Business / Technology

Going retro: Maker of Polaroid films launches analog camera

By Fan Feifei ( Updated: 2016-05-30 17:44

The prospect for instant photography is still promising even though digital photography has become a trend, said Oskar Smolokowski, CEO of The Impossible Project, a Europe-based company that saved the last Polaroid factory making analog instant film.

"If you look at the sales of digital cameras, they are going down in recent years, but instant films are going up," said Smolokowski.

Recently, the company launched the I-1, the first camera designed, engineered and produced by the team at Impossible, celebrating the brand's mission of redesigning instant photography for a digital generation.

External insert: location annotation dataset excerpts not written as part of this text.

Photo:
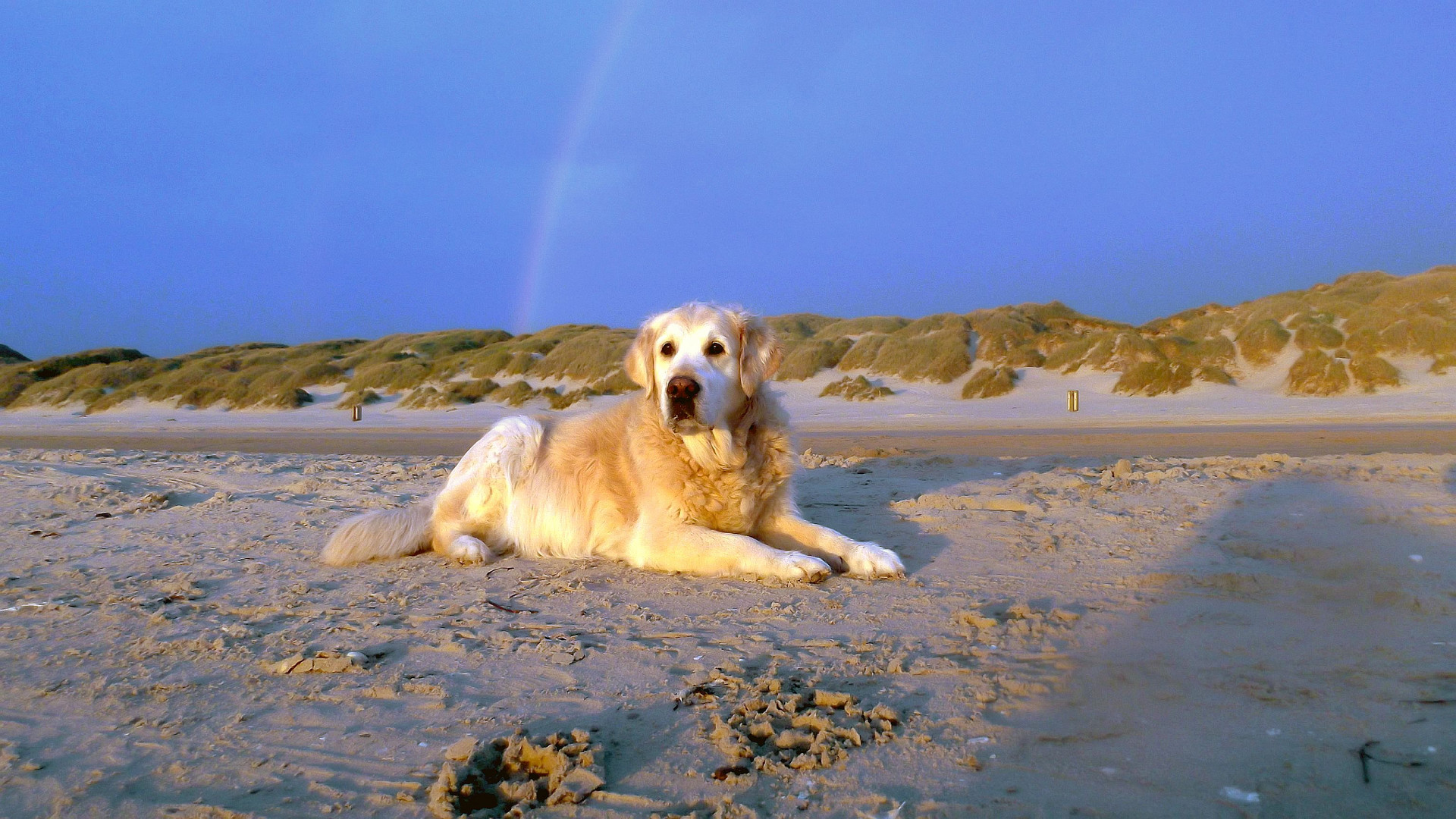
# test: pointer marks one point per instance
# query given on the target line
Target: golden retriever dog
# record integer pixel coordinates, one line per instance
(692, 474)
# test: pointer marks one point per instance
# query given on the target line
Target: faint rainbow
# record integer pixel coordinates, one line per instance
(554, 191)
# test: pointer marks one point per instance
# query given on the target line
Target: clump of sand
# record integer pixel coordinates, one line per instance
(510, 776)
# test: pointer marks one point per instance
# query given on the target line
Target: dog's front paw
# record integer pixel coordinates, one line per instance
(469, 550)
(873, 560)
(799, 566)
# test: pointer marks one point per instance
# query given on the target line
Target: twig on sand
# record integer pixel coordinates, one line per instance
(1363, 752)
(492, 604)
(680, 698)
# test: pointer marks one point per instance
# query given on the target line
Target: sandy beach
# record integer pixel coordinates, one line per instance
(1193, 634)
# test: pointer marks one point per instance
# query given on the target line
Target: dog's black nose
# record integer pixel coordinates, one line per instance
(682, 388)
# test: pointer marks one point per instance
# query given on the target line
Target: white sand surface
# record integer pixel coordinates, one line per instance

The most exciting feature is the users' ability to connect remotely through an iOS app. By connecting through a smartphone, which links directly to the I-1, users can experiment freely with creative tools such as double exposure, remote triggering, and light coloring.

And once the perfect image is captured, users are then able to upload directly to social media.

Smolokowski said the market potential for instant photography in China is big and they are at the beginning of the road here.

"Instant photography is one of the only ways to preserve and share instant, physical memories. It's magic to see photos develop in the palm of your hand, and then be able to hand the photo over to the person next to you," said Smolokowski

In 2008, the Impossible Project rescued and refurbished the last Polaroid factory in Enschede, Holland. It is the only company making fresh instant films in the original format for millions of perfectly functioning Polaroid cameras still around today.

Smolokowski also introduced the Instant Lab, a device that lets you turn digital images from your smartphone into analog instant photos.

"We wanted to use the power of the smartphone to make it even more capable, and allow users to take their photography to the next level."